10. Professional dancing impresses, but amateur dancing welcomes you to take part

There was plenty of dancing on-stage at Pitchfork, and as impressive as the more “professional” dancing was (Solange, M.I.A.), there was something super endearing about Bjork’s sporadically-choreographed backing choir, or the small army of kids Belle and Sebastian invited on-stage for “The Boy with the Arab Strap.” A festival is about collective experience, after all, and seeing dozens of people moving however they felt to the music was like a giant invitation to the crowd: we’re all here together, this music is great, move however you feel like. In both cases (especially Belle and Sebastian), the crowd took the cue and followed suit.
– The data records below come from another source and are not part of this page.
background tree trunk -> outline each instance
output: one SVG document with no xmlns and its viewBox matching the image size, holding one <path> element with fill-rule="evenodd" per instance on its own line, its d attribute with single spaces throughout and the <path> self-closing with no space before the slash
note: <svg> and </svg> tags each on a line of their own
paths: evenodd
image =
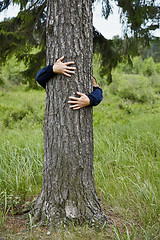
<svg viewBox="0 0 160 240">
<path fill-rule="evenodd" d="M 92 108 L 73 111 L 68 97 L 92 91 L 92 0 L 48 0 L 47 65 L 75 61 L 71 78 L 47 83 L 42 192 L 35 216 L 42 222 L 103 221 L 93 173 Z"/>
</svg>

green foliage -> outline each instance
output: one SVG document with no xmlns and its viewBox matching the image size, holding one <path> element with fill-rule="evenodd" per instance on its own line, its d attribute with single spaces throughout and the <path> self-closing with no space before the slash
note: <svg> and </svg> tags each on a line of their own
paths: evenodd
<svg viewBox="0 0 160 240">
<path fill-rule="evenodd" d="M 97 59 L 96 55 L 94 76 L 103 83 Z M 146 62 L 139 61 L 143 70 Z M 68 233 L 60 230 L 64 239 L 148 240 L 159 236 L 160 78 L 157 70 L 150 77 L 140 69 L 139 75 L 133 74 L 137 63 L 138 58 L 133 59 L 133 68 L 118 65 L 113 83 L 103 86 L 104 100 L 94 108 L 96 187 L 102 206 L 113 220 L 119 216 L 121 225 L 115 222 L 112 230 L 99 233 L 87 227 Z M 123 72 L 127 68 L 131 74 Z M 0 200 L 5 209 L 1 225 L 10 209 L 15 212 L 19 203 L 40 193 L 43 166 L 45 91 L 6 86 L 0 91 Z"/>
<path fill-rule="evenodd" d="M 114 94 L 133 102 L 145 103 L 153 101 L 156 97 L 150 79 L 143 76 L 119 74 L 114 71 L 110 88 Z"/>
<path fill-rule="evenodd" d="M 143 74 L 150 77 L 155 73 L 155 71 L 156 71 L 156 65 L 153 61 L 153 58 L 150 57 L 148 59 L 145 59 L 143 64 Z"/>
</svg>

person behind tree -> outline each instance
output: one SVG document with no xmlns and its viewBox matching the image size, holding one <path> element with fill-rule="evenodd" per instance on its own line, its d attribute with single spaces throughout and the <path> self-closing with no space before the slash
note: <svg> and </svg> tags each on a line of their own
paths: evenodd
<svg viewBox="0 0 160 240">
<path fill-rule="evenodd" d="M 64 74 L 67 77 L 71 77 L 71 74 L 75 74 L 76 68 L 71 66 L 74 64 L 73 61 L 63 63 L 64 56 L 59 58 L 54 65 L 48 65 L 47 67 L 42 68 L 38 71 L 36 76 L 36 81 L 45 89 L 46 83 L 51 79 L 55 74 Z M 96 82 L 96 79 L 92 77 L 93 80 L 93 92 L 88 96 L 84 93 L 77 92 L 79 97 L 69 97 L 68 103 L 71 104 L 69 107 L 73 110 L 78 110 L 86 106 L 96 106 L 102 99 L 102 89 Z"/>
</svg>

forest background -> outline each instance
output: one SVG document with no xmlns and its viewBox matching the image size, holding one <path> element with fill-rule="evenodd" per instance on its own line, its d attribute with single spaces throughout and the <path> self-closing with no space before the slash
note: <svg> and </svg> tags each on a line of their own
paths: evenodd
<svg viewBox="0 0 160 240">
<path fill-rule="evenodd" d="M 93 75 L 104 95 L 94 108 L 95 180 L 112 225 L 47 235 L 34 230 L 30 215 L 29 230 L 16 225 L 42 187 L 45 91 L 22 74 L 27 67 L 14 54 L 1 66 L 0 233 L 6 239 L 160 239 L 160 42 L 140 44 L 138 56 L 112 69 L 111 82 L 101 67 L 94 53 Z"/>
</svg>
11. Irony or not, R. Kelly is a thing people enjoy. There was a lot of discussion online after R. Kelly’s festival-closing set at Pitchfork about how the majority of the crowd was there “ironically.” Yes, that may have been case for those people wearing homemade “pee on me” T-shirts, but, seriously, can we get over this whole irony/sincerity dichotomy? Anyone who’s actually paying attention to millennials and their musical tastes (and not just imposing 80s/90s scene-based terminology on them) should know that this generation has a particularly nuanced relationship with irony, its knowing winks and nods indicating not dismissal but a semi-self-aware enthusiasm and an embrace of the carnival of the absurd. And from his stock monologues about doing his “grown-ass man show” to having hundreds of balloon doves take to the sky during “I Believe I Can Fly,” R. Kelly’s show certainly was a carnival of absurdity. Kelly is clearly a problematic figure, but he seemed to win over the crowd with an astute understanding of his catalogue, performing shorter segments minor hits to pack as many in as possible but ensuring the biggest jams (“Ignition Remix, “Bump n’ Grind,” “Step in the Name of Love,” “Fly”) got the time they deserved. From where I was standing, there was no irony at all: just a big-ass crowd enjoying a grown-ass man’s R&B showcase.


12. Things you’ll probably only overhear from the crowd at Pitchfork when R. Kelly is headlining: “I don’t know how I’m going to grind without grinding on everyone.”